I don't disagree with you that it would be significantly complicated, I suppose my argument is only that, unlike with a real cat, I - the programmer - know all there is to know about this computer cat.

But you *don't* know all there is to know about it. You don't know what it has learned - and there's no practical way to find out.

I'm wondering to what degree that adds or removes to my moral obligations.

Destroying something can be good or bad. Not knowing what you're destroying usually counts on the "bad" side.

        so I can recreate
        the things that it learned (I can recreate it all; it's all
        deterministic: I programmed it). The only thing I can't
        recreate, is
        the randomness, assuming I introduced that (but as we know, I can
        recreate that anyway, because I'd just use the same "seed" state;
        unless the source of randomness is "true").

                I don't see how I could ever think "No, you
                can't harm X". But what I find very interesting, is
                that even if I
                knew *exactly* how a cat operated, I could never kill one.



                    but I don't think making an artificial
                    animal is as simple as you say.

                So is it a complexity issue? That you only start to
                care about the
                entity when it's significantly complex. But exactly
                how complex? Or is
                it about the unknowningness; that the project is so
                large you only
                work on a small part, and thus you don't fully know
                it's workings, and
                then that is where the guilt comes in.

            I think unknowingness plays a big part, but it's because
            of our experience
            with people and animals, we project our own experience of
            consciousness on
            to them so that when we see them behave in certain ways we
            impute an inner
            life to them that includes pleasure and suffering.

        Yes, I agree. So does that mean that, over time, if we
        continue using
        these computer-based cats, we would become attached to them
        (i.e. your
        Sony toys example

    Hell, I even become attached to my motorcycles.


Does it follow, then, that we'll start to have laws relating to "ending" of motorcycles humanely? Probably not. So there must be more too it then just attachment.

We don't try to pass laws to control everything. There's no law against killing your cat or dog even though almost everyone would say it was wrong. Anyway my sentimental attachment to my motorcycles doesn't have any implications for society, so it's just a personal matter.



                Indeed, this is something that concerns me as well. If
                we do create an
                AI, and force it to do our bidding, are we acting
                immorally? Or
                perhaps we just withhold the desire for the program to
                do it's "own
                thing", but is that in itself wrong?

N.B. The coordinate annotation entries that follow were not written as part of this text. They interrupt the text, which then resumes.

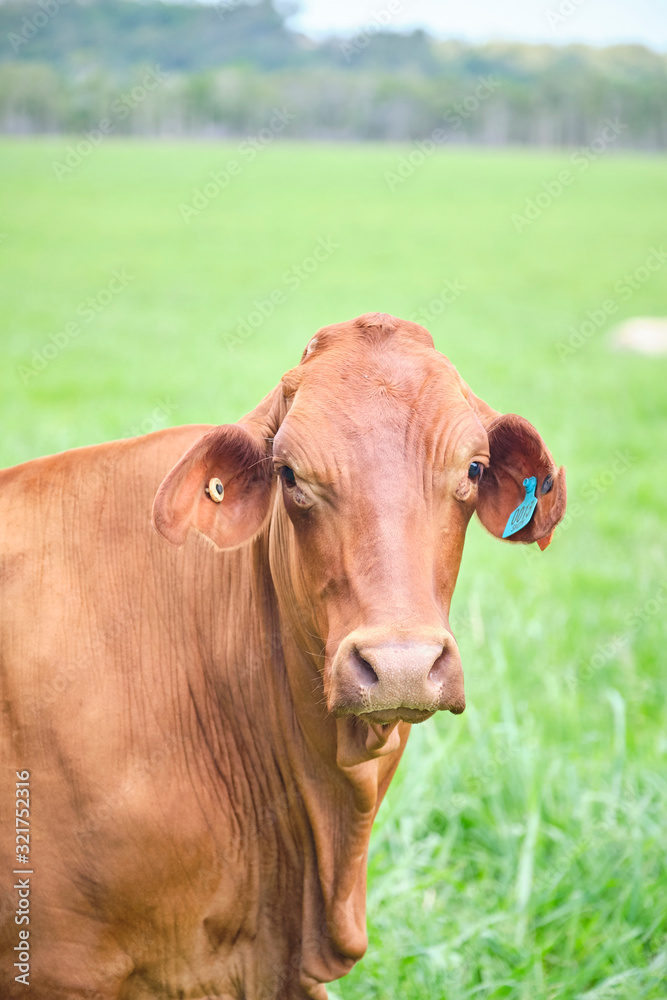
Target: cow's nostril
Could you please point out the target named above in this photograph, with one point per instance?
(436, 674)
(364, 670)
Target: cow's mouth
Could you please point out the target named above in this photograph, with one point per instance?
(387, 716)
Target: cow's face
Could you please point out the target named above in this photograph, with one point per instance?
(381, 455)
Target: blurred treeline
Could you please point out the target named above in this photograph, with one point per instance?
(66, 65)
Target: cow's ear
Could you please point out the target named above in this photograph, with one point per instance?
(230, 463)
(517, 452)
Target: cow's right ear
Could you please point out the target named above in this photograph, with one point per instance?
(230, 456)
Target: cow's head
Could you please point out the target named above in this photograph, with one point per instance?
(366, 465)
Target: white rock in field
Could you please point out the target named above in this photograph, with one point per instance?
(642, 334)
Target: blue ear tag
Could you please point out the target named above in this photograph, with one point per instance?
(520, 517)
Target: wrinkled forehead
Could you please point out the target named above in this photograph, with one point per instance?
(362, 396)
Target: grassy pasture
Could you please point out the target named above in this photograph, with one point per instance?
(521, 849)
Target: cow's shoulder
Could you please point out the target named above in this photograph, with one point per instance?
(73, 491)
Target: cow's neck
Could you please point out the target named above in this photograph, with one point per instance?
(260, 683)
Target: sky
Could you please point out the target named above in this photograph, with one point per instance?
(596, 22)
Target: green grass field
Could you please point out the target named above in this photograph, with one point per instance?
(521, 850)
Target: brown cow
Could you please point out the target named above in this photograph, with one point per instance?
(209, 714)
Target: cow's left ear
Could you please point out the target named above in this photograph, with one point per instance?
(222, 486)
(517, 452)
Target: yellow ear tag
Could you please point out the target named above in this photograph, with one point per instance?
(215, 490)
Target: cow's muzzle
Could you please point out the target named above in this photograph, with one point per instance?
(408, 675)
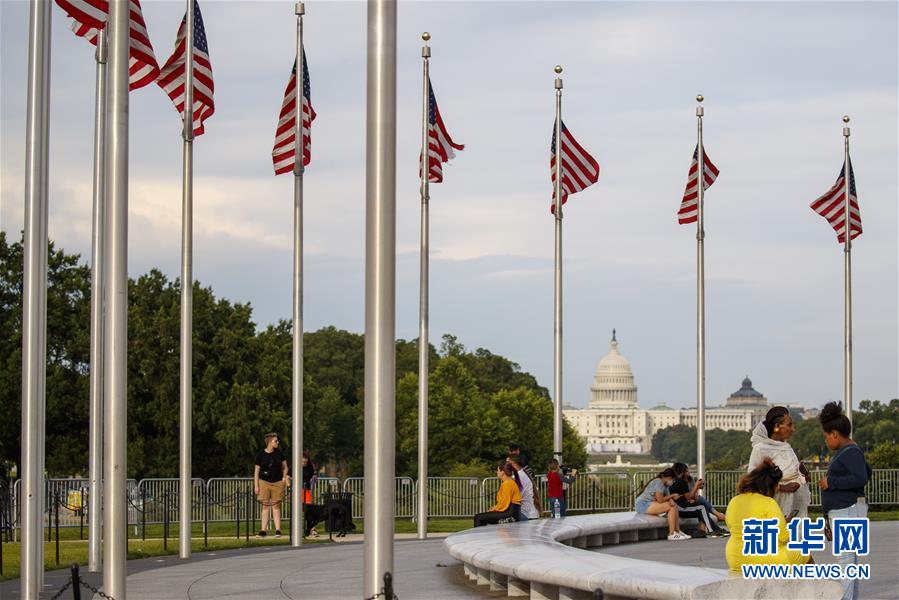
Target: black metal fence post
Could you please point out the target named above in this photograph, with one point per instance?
(81, 517)
(165, 521)
(205, 518)
(388, 585)
(248, 516)
(237, 511)
(76, 583)
(56, 517)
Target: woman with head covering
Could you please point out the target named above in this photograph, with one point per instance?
(770, 440)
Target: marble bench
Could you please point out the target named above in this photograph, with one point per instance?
(545, 560)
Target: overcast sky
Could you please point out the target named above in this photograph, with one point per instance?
(777, 77)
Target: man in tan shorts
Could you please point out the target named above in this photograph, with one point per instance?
(269, 481)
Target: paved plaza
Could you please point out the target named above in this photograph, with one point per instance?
(423, 570)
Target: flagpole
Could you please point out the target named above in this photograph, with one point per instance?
(95, 428)
(380, 296)
(700, 298)
(34, 306)
(557, 317)
(186, 418)
(423, 301)
(115, 343)
(847, 265)
(296, 454)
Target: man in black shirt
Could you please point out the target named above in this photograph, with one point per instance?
(269, 480)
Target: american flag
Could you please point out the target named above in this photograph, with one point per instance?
(283, 153)
(172, 77)
(440, 144)
(579, 169)
(90, 16)
(832, 206)
(689, 206)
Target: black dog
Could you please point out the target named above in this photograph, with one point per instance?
(335, 513)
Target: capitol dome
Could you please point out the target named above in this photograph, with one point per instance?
(613, 381)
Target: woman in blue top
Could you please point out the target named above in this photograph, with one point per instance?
(843, 489)
(655, 500)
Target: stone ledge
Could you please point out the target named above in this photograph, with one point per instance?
(544, 559)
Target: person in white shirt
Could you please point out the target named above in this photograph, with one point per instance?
(528, 491)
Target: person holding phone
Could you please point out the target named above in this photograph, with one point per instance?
(690, 499)
(269, 482)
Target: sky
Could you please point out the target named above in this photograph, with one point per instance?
(777, 78)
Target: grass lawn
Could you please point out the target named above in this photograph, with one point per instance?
(222, 536)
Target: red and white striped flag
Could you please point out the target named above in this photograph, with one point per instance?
(90, 16)
(172, 77)
(440, 145)
(283, 154)
(579, 169)
(832, 206)
(689, 206)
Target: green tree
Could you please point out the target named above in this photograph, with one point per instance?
(68, 357)
(884, 455)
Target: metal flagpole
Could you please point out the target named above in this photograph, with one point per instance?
(847, 262)
(34, 307)
(557, 318)
(423, 348)
(185, 497)
(296, 454)
(700, 298)
(95, 428)
(115, 344)
(380, 295)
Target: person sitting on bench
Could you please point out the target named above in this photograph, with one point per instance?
(508, 498)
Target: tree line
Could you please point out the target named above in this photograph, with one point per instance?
(875, 427)
(479, 402)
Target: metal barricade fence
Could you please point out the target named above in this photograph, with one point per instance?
(884, 487)
(157, 496)
(450, 497)
(405, 490)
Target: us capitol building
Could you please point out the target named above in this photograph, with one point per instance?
(614, 422)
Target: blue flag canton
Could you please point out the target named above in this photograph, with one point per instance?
(199, 30)
(851, 178)
(807, 535)
(307, 89)
(760, 537)
(552, 146)
(851, 536)
(432, 104)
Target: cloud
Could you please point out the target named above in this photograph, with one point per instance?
(777, 78)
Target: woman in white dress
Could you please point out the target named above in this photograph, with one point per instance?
(769, 440)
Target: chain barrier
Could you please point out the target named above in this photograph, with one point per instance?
(76, 579)
(386, 591)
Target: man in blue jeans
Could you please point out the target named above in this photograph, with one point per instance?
(843, 489)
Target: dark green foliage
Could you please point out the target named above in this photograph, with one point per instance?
(478, 402)
(723, 449)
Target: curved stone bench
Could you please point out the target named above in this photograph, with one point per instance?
(544, 560)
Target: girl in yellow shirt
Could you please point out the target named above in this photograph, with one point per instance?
(508, 498)
(755, 500)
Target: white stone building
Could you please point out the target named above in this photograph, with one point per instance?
(614, 421)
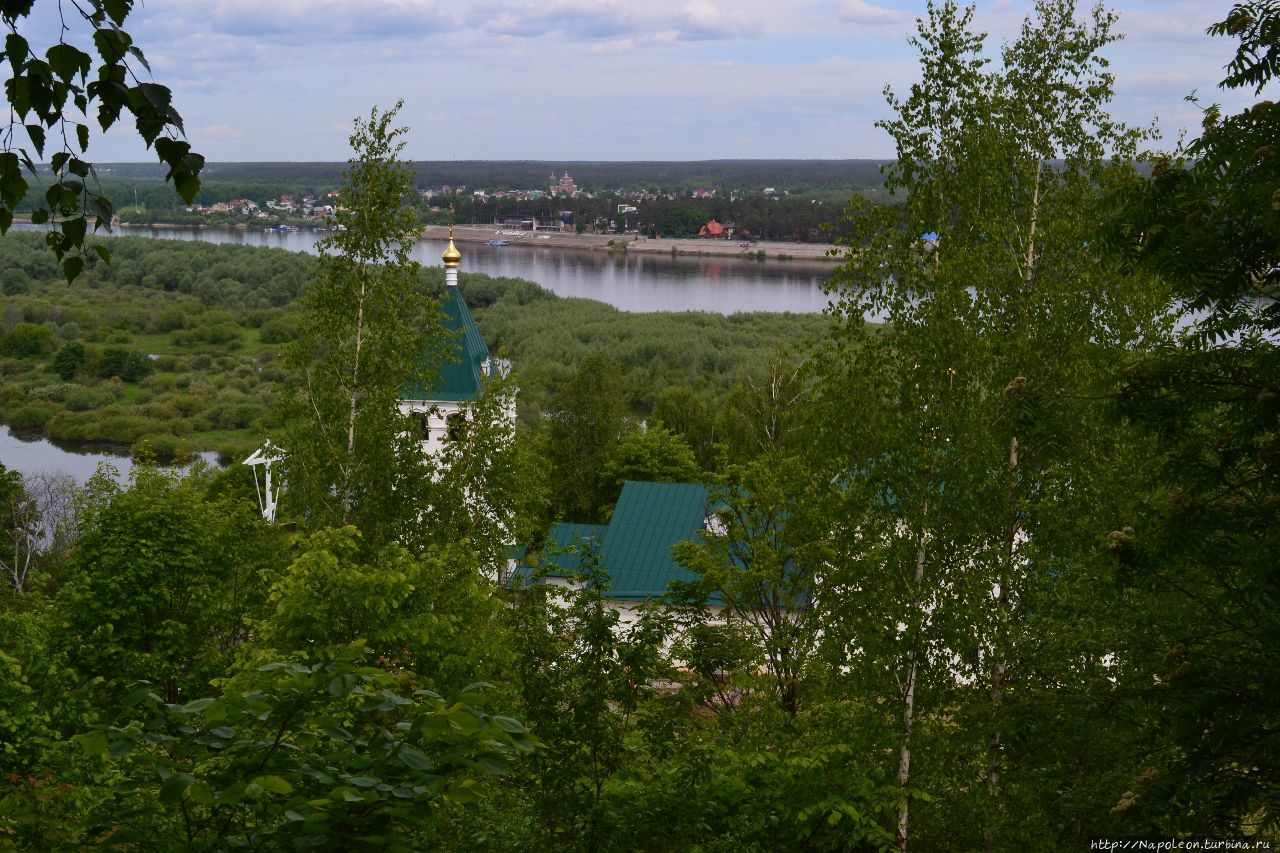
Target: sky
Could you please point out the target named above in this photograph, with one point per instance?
(598, 80)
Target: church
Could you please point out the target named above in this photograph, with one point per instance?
(440, 409)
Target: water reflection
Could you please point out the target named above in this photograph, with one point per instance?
(632, 282)
(33, 455)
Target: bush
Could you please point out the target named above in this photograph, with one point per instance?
(32, 415)
(279, 331)
(126, 364)
(28, 340)
(68, 360)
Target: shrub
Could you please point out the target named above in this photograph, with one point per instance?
(68, 360)
(27, 340)
(82, 398)
(33, 415)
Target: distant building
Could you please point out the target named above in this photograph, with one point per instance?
(563, 187)
(714, 231)
(635, 546)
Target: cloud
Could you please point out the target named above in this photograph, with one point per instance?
(216, 132)
(835, 65)
(324, 21)
(705, 21)
(860, 12)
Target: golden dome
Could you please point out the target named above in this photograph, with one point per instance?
(452, 256)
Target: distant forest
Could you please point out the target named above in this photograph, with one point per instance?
(792, 176)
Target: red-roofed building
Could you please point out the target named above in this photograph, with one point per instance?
(713, 229)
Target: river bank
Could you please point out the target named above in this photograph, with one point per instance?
(635, 243)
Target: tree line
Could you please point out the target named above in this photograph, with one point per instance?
(997, 574)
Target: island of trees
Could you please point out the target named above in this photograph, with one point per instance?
(996, 574)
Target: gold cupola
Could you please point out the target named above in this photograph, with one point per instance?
(452, 258)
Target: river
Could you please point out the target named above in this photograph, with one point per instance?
(636, 282)
(31, 455)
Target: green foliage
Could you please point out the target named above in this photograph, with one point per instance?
(27, 340)
(967, 484)
(320, 756)
(50, 90)
(586, 419)
(1203, 542)
(68, 360)
(160, 583)
(433, 615)
(650, 454)
(369, 329)
(547, 337)
(763, 562)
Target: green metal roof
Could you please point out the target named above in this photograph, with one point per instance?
(635, 546)
(648, 520)
(461, 377)
(563, 551)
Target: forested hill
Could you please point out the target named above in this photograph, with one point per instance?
(178, 345)
(792, 176)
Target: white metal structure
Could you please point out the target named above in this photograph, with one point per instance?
(265, 456)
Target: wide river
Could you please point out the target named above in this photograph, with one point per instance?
(636, 282)
(639, 282)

            I don't think so.  We don't worry about the internet's
            feelings, or the air
            traffic control system.  John McCarthy has written essays
            on this subject
            and he cautions against creating AI with human like
            emotions precisely
            because of the ethical implications.  But that means we
            need to understand
            consciousness and emotions less we accidentally do
            something unethical.

        Fair enough. But by the same token, what if we discover a way to
        remove emotions from real-born children. Would it be wrong to
        do that?
        Is "emotion" an inherent property that we should never be
        allowed to
        remove, once created?

    Certainly it would be fruitless to remove all emotions because
    that would be the same as removing all discrimination and
    motivation - they'd be dumb as tape recorders.  So I suppose
    you're asking about removing, or providing specific emotions.
     Removing, for example, empathy would certainly be bad idea -
    that's how you get sociopathic killers.  Suppose we could remove
    all selfishness and create an altruistic being who only wanted to
    help and serve others (as some religions hold up as an ideal).  I
    think you can immediately see that would be a disaster.


    Suppose we could add and emotion that put a positive value on
    running backwards.  Would that add to their overall pleasure in
    life - being able to enjoy something in addition to all the other
    things they would have naturally enjoyed?  I'd say yes.  In which
    case it would then be wrong to later remove that emotion and deny
    them the potential pleasure - assuming of course there are no
    contrary ethical considerations.


So the only problem you see is if we ever add emotion, and then remove it. The problem doesn't lie in not adding it at all? Practically, the result is the same.

No, because if we add it and then remove it after the emotion is experienced there will be a memory of it. Unfortunately nature already plays this trick on us. I can remember that I felt a strong emotion the first time a kissed girl - but I can't experience it now.

If a baby is born without the "emotion" for feeling overworked, or adjusted so that it enjoys this overworked state, then we take advantage of that, are we wrong? If the AI we create is modelled on humans anyway, isn't it somewhat "cheating" to not re-implement everything, and instead only implement the parts that we selflishly consider useful?

I suppose there is no real obligation to recreate an entire human consciousness (after all, if we did, we'd have no more control over it than we do other "real" humans), but it's interesting that we're able to pick and choose what to create, and yet, not able to remove from real children what we determine is inappropriate to make *them* more "effective" workers.

We do try to remove emotions that we consider damaging, even though they may diminish the life of the subject. After all serial killers probably get a lot of pleasure from killing people. This is the plot of the play "Equus"; ever seen it?

The argument against that sort of thing would be we are depriving the child of a different life; but would it ever know? What would it care?

And who is competent to say which life is better? We wouldn't hesitate deprive a serial killer of his pleasure in killing because of societal concerns out weight his pleasure. But what about extreme feelings of physical aggressiveness?...we just draft the guy into the NFL as a linebacker.

Brent

And regardless, doesn't the program we've written deserve the same rights? Why not?